Monday, January 21, 2013

Priests support Flannery over challenging views

Ireland’s Redemptorists have said they are “deeply saddened at the breakdown in communication” between their colleague Fr Tony Flannery and Rome’s Congregation for the Doctrine of the Faith (CDF).

Fr Flannery was removed from public ministry last February by the CDF pending the outcome of its inquiries into views he expressed in the Redemptorists’ Reality magazine.

In a strong statement last night, the Redemptorists said “we do understand and support his efforts to listen carefully to and at times to articulate the views of people he encounters in the course of his ministry”.

They felt “immense regret that some structures or processes of dialogue have not yet been found in the church which have a greater capacity to engage with challenging voices from among God’s people, while respecting the key responsibility and central role of the CDF”.

Fr Flannery told a press conference in Dublin yesterday he had been threatened with excommunication by the CDF for refusing to recant his more liberal views on church teachings concerning women priests, contraception and homosexuality.

‘Reminiscent of Inquisition’ 

Actions against him by the CDF had been “frightening, disproportionate and reminiscent of the Inquisition”, he said

His response to CDF queries was not accepted last September and he was ordered not to attend the agm of the Association of Catholic Priests (ACP) in November. 

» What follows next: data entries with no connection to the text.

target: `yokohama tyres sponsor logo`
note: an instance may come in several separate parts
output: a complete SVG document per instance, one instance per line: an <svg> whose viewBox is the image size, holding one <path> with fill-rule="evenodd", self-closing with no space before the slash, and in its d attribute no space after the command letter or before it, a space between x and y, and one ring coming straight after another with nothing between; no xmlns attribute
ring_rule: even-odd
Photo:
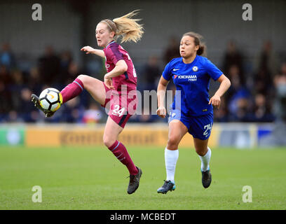
<svg viewBox="0 0 286 224"><path fill-rule="evenodd" d="M188 78L189 81L196 81L196 75L178 76L178 78Z"/></svg>

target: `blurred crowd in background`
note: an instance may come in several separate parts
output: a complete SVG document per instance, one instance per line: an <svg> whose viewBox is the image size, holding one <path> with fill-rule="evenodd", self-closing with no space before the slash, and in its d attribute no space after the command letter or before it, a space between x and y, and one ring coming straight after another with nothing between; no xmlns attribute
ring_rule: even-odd
<svg viewBox="0 0 286 224"><path fill-rule="evenodd" d="M135 64L138 76L138 90L143 92L156 90L164 66L172 58L180 57L178 43L178 39L170 38L163 55L150 55L146 64ZM286 120L286 61L275 55L270 41L266 41L259 51L257 62L253 62L250 69L246 66L245 55L242 54L243 50L238 50L235 41L227 43L222 61L216 65L231 80L232 85L222 98L219 109L214 109L215 122ZM86 67L80 68L69 51L57 52L52 46L47 46L43 55L31 64L32 66L23 66L9 43L2 43L0 122L105 122L107 115L104 108L86 91L64 104L53 117L48 119L30 101L32 93L39 95L48 87L60 91L81 74L102 80L106 72L104 61L98 59L93 63L97 63L98 71L91 74ZM175 87L170 84L168 89L174 90ZM215 90L213 89L210 94ZM134 115L130 120L165 121L156 115Z"/></svg>

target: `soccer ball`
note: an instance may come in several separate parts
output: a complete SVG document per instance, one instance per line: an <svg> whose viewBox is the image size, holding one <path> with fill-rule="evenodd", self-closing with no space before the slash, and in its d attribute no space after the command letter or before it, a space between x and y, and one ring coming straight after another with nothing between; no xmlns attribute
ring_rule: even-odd
<svg viewBox="0 0 286 224"><path fill-rule="evenodd" d="M45 110L55 112L62 104L62 96L59 90L55 88L47 88L40 94L39 104Z"/></svg>

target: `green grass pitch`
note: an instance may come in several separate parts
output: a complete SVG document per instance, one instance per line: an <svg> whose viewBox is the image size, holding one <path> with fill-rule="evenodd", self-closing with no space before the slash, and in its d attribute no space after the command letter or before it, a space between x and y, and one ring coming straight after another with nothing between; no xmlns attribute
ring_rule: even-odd
<svg viewBox="0 0 286 224"><path fill-rule="evenodd" d="M0 209L286 209L286 148L212 148L212 183L201 184L193 148L180 148L177 188L156 190L165 178L164 149L129 147L143 175L127 194L127 169L104 146L0 148ZM42 202L32 188L42 188ZM243 187L252 202L243 202Z"/></svg>

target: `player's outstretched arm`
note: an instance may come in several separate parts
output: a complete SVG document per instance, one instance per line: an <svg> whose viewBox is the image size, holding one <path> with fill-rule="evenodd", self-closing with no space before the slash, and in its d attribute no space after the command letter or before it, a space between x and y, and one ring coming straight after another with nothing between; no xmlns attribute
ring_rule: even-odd
<svg viewBox="0 0 286 224"><path fill-rule="evenodd" d="M161 76L157 88L157 115L163 118L165 118L166 116L166 108L165 108L164 99L168 83L169 83L169 81L166 80L164 78L163 78L163 76Z"/></svg>
<svg viewBox="0 0 286 224"><path fill-rule="evenodd" d="M104 57L104 52L102 50L98 50L93 48L90 46L85 46L81 49L82 51L85 51L86 54L94 54L97 55L97 56Z"/></svg>
<svg viewBox="0 0 286 224"><path fill-rule="evenodd" d="M212 98L210 98L210 102L209 102L209 104L212 104L213 106L215 106L217 108L219 108L219 106L220 106L220 104L221 104L220 97L222 97L222 95L230 88L231 81L224 74L220 76L219 78L217 79L217 80L221 84L220 84L219 88L217 90L217 91L214 93L214 96Z"/></svg>

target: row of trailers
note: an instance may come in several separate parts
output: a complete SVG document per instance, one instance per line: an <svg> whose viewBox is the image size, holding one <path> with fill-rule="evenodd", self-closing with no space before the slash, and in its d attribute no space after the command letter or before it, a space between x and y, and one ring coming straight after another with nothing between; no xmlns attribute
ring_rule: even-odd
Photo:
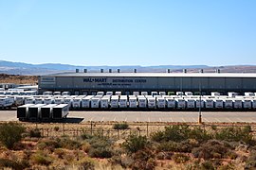
<svg viewBox="0 0 256 170"><path fill-rule="evenodd" d="M246 95L68 95L27 98L26 104L67 104L72 110L253 110L256 96Z"/></svg>
<svg viewBox="0 0 256 170"><path fill-rule="evenodd" d="M69 112L67 104L26 104L17 108L20 121L59 121L66 118Z"/></svg>

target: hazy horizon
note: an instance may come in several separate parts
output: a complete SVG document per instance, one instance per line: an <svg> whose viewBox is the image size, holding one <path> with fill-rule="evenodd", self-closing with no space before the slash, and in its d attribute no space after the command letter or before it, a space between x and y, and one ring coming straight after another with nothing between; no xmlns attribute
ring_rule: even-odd
<svg viewBox="0 0 256 170"><path fill-rule="evenodd" d="M0 1L0 60L256 65L256 1Z"/></svg>

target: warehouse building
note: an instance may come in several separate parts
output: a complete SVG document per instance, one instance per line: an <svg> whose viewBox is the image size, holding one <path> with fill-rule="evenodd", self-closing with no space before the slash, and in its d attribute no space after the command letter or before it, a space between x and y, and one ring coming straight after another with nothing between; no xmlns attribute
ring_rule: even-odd
<svg viewBox="0 0 256 170"><path fill-rule="evenodd" d="M96 92L201 92L203 94L219 92L256 92L256 74L243 73L60 73L41 76L39 93L46 91L70 92L73 94L91 94Z"/></svg>

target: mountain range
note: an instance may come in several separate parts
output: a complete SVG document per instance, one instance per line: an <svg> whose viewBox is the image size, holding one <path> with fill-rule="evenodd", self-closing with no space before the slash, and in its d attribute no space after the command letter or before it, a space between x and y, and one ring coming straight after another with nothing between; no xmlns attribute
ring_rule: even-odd
<svg viewBox="0 0 256 170"><path fill-rule="evenodd" d="M31 75L41 76L60 72L70 72L76 69L87 69L88 72L99 72L100 69L112 69L117 72L120 69L121 72L133 72L137 69L137 72L165 72L166 69L171 69L171 72L182 72L187 69L188 72L198 72L199 69L204 69L204 72L214 72L220 69L225 73L256 73L256 66L254 65L232 65L232 66L208 66L208 65L154 65L154 66L140 66L140 65L120 65L120 66L81 66L70 65L62 63L44 63L44 64L31 64L25 62L12 62L7 60L0 60L0 73L9 75Z"/></svg>

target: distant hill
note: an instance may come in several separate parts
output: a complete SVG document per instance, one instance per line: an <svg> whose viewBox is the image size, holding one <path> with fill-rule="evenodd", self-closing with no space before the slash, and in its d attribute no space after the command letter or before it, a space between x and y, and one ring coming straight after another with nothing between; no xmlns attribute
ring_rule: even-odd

He was on the ACP leadership team and attended the agm so as to support its independence, he said. He has stepped down temporarily from his ACP role and “taken advice under both canon and civil law” to defend his rights.

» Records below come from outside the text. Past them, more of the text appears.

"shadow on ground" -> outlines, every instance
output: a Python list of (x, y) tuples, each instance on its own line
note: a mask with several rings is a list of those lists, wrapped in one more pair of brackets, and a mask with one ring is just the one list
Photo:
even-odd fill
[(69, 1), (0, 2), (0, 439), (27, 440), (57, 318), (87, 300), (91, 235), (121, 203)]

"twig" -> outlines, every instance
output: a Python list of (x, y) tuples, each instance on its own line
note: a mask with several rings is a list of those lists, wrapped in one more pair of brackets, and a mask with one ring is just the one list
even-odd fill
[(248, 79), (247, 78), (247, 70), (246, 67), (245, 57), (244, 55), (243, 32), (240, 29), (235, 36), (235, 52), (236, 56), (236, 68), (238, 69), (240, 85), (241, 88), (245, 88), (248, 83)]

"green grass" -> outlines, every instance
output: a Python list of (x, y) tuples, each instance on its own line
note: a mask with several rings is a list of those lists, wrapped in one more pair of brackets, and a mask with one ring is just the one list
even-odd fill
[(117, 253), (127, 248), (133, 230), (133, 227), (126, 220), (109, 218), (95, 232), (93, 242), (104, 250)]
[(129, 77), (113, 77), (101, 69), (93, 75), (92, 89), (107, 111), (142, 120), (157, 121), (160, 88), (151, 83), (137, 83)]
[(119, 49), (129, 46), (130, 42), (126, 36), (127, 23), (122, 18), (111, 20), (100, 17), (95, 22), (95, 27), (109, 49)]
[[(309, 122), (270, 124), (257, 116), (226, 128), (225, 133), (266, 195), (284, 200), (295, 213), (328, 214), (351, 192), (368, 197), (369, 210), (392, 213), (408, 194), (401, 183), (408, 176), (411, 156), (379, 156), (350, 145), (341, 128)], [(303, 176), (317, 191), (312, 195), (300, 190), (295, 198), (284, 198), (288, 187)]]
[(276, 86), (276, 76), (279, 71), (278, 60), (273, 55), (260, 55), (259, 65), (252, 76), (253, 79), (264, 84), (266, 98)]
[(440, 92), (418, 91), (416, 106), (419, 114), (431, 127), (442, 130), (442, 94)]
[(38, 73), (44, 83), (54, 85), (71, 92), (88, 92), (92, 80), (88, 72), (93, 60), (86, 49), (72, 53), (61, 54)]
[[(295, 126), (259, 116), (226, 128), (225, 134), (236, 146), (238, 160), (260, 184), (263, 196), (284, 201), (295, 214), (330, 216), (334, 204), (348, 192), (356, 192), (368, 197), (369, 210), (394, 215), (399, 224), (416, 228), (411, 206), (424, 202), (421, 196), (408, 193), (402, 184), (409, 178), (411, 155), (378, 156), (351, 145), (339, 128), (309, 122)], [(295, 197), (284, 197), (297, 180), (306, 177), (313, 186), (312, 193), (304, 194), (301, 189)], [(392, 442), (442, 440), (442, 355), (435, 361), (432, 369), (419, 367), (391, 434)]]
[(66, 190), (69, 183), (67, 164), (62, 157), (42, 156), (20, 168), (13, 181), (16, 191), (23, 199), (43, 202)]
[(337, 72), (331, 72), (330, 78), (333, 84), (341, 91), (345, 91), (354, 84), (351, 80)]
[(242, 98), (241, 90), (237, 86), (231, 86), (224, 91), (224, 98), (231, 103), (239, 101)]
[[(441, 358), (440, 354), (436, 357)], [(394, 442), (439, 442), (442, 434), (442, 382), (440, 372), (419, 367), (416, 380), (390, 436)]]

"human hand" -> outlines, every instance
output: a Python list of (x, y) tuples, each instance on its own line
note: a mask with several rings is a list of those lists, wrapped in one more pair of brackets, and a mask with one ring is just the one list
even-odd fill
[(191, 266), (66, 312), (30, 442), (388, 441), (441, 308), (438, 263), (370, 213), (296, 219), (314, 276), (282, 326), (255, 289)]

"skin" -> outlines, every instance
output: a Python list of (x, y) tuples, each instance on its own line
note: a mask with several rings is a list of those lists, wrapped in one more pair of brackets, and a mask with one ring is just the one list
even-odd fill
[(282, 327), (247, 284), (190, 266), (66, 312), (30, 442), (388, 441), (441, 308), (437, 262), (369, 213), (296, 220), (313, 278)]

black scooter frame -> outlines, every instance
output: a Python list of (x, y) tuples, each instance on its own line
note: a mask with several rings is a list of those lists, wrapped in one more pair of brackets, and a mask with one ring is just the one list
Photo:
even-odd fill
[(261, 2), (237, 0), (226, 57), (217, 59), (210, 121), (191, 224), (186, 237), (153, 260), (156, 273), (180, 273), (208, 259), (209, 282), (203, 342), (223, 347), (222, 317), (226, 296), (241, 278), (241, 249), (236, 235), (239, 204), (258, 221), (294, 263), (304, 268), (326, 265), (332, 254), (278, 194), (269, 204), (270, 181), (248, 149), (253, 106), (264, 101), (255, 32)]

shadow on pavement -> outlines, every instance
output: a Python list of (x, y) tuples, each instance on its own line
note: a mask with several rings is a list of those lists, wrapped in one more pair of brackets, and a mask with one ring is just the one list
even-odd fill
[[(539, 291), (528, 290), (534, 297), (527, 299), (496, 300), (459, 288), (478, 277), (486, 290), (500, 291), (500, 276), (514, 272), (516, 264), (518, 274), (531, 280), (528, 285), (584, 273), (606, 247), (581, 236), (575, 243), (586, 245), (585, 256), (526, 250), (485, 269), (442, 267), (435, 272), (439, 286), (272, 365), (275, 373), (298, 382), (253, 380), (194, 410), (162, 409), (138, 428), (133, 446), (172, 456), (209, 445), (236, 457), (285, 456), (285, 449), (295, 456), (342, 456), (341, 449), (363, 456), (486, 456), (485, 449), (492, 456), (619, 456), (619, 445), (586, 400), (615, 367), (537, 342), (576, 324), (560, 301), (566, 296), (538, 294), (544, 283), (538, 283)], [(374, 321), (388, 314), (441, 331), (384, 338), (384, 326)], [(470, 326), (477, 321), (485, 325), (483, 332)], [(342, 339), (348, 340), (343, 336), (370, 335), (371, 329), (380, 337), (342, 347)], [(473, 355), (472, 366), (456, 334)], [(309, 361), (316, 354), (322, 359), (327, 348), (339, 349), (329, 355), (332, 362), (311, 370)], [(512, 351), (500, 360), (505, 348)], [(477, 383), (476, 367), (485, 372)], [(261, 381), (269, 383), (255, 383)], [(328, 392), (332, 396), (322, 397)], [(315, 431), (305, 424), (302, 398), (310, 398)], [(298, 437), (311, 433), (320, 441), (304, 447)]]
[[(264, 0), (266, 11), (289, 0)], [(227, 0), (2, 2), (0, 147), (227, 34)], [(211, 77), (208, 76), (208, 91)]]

The ACP yesterday affirmed “in the strongest possible terms” its support for Fr Flannery. It believed he was being targeted as “part of a worldwide effort to negate the influence of independent priests’ associations in Austria, USA, Germany, France, Switzerland”.

Also at yesterday’s press conference was Fr Helmut Schuller of the Austrian Priests’ Initiative. He was “very surprised they [CDF] came down on Tony and on Ireland”. 

He criticised the “lack of basic rights and respect for personal conscience” in the church.